Winkler Prins Encyclopedie

E. de Bruyne, G.B.J. Hiltermann en H.R. Hoetink (1947)

Gepubliceerd op 18-10-2023

WAGEN

betekenis & definitie

is een voertuig op wielen, bestemd voor vervoer over wegen. Het rollend wiel, als meelopend steunpunt van de wagen, is een vinding die vele eeuwen geleden uit het Oosten is gekomen, wellicht uit China.

In het oude Egypte, van minstens 2000 jaar v. Chr., waren reeds wagens in gebruik met houten spaakwielen of met schijfwielen. Het is niet bekend, welke van deze beide constructies de oudste is.De constructie van de wagen wordt nauwkeurig aangepast aan de aard en de omvang van het vervoer en het type van de weg. De specialisatie op dit gebied is zo ver doorgevoerd, dat in feite bij elk voertuig een bepaalde weg hoort en moeilijkheden ontstaan, als verschillende soorten voertuigen op dezelfde weg komen.

De oude geschiedenis vermeldt reeds lichte houten jacht- en strijdwagens op twee wielen, die door paarden werden getrokken, ter bestrijding waarvan zwaardere wagens met bronzen wielen werden gemaakt, waarvoor het uitgestrekte Romeinse wegennet is uitgelegd over Europa en Klein-Azië.

Eerst in de Napoleontische tijd is orde en systeem gekomen in het beheer en het onderhoud van de wegen, daarvóór waren de wegen slecht en onveilig en het heeft betrekkelijk lang geduurd eer de goede vormen waren gevonden voor de weg-voertuigen.

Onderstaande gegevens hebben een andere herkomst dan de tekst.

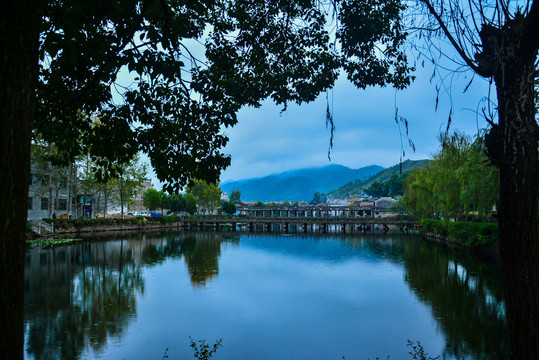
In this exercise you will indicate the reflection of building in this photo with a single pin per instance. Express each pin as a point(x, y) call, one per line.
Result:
point(224, 196)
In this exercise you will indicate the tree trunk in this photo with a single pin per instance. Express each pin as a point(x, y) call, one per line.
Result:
point(517, 157)
point(19, 24)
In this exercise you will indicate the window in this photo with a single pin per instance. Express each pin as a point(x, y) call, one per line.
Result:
point(62, 204)
point(44, 204)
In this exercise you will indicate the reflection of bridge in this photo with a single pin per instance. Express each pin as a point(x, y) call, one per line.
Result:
point(305, 218)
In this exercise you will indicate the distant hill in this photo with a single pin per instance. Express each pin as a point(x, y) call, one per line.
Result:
point(298, 185)
point(357, 186)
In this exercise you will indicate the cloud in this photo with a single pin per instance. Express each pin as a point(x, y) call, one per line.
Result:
point(267, 141)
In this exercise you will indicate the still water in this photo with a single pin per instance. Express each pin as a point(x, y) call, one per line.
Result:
point(268, 296)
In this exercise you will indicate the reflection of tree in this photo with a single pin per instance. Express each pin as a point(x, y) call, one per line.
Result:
point(78, 296)
point(201, 253)
point(466, 299)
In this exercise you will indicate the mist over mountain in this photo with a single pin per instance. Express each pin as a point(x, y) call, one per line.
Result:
point(357, 186)
point(298, 185)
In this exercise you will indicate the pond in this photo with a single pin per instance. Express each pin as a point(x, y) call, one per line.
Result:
point(267, 296)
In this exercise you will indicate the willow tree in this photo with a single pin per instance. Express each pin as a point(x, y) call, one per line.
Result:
point(499, 40)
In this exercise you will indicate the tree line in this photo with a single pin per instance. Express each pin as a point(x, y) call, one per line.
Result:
point(60, 67)
point(460, 183)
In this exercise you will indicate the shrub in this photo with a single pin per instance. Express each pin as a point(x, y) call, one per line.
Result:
point(470, 234)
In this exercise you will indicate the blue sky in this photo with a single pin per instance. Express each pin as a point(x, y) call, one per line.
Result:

In de 16de eeuw zijn vier-assige personenrijtuigen in gebruik gekomen met een door vensters en zijdeuren gesloten bak, die met riemen in een onderstel was opgehangen. Bestuurbaarheid werd verkregen door de vooras, door middel van een disselboom bij bespanning met twéé paarden en door middel van een lamoen bij bespanning met één paard, in de rijrichting onder het onderstel te verdraaien. De wielen kregen ijzeren banden, waartegen remblokken werden gedrukt bij stoppen en afrijden van hellingen. Later zijn afgeveerde rijtuigen in gebruik gekomen, waarbij de bak direct op aan de assen bevestigde elliptische bladveren rustte, zodat het onderstel kon vervallen. Uit deze hoofdconstructies zijn de vele soorten koetsen, reiswagens en andere weg-voertuigen ontstaan, waarvan de rijsnelheid niet groter kon zijn dan de snelheid van een paard en de reissnelheid uiteraard nog veel geringer was.

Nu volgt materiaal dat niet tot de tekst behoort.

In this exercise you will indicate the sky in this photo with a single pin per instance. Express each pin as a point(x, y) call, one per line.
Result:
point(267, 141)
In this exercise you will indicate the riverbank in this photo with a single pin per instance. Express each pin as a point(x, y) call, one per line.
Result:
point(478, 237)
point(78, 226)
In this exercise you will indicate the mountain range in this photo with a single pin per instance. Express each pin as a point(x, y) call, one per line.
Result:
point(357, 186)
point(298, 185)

Met de komst van de stoomlocomotief zijn velerlei soorten railvoertuigen ontstaan en tot verdere ontwikkeling gebracht naar mate de snelheid en de capaciteit en de veiligheid van het railverkeer werden opgevoerd ( spoorwegen).

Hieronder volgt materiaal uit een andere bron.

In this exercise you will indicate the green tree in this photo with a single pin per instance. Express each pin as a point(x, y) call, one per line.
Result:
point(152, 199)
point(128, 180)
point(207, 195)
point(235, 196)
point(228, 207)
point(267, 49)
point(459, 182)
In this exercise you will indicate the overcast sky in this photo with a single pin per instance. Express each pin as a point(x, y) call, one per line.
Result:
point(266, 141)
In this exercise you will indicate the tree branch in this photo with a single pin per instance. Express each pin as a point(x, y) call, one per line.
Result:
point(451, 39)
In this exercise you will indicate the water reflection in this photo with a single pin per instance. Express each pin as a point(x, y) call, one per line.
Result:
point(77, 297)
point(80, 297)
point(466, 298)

De constructie der wegvoertuigen is eerst in het begin van de 20ste eeuw in een geheel nieuwe phase gekomen door de komst van de lichte motoren, die de automobielindustrie en het net van autowegen in het leven hebben geroepen.

De oude constructie van het rollend wiel is in de loop der eeuwen aangepast aan de ontwikkeling der techniek, waarvoor telkens nieuwe vormen voor het wiel en voor de weg zijn gevonden. Omstreeks 1915 is de rupsband in gebruik gekomen, die in plaats van een meelopend steunpunt, een groot meelopend steunvlak aan de wagen geeft en het mogelijk maakt dat zware wagens ook op slappe bodem zichzelf kunnen voortbewegen (z rupsband).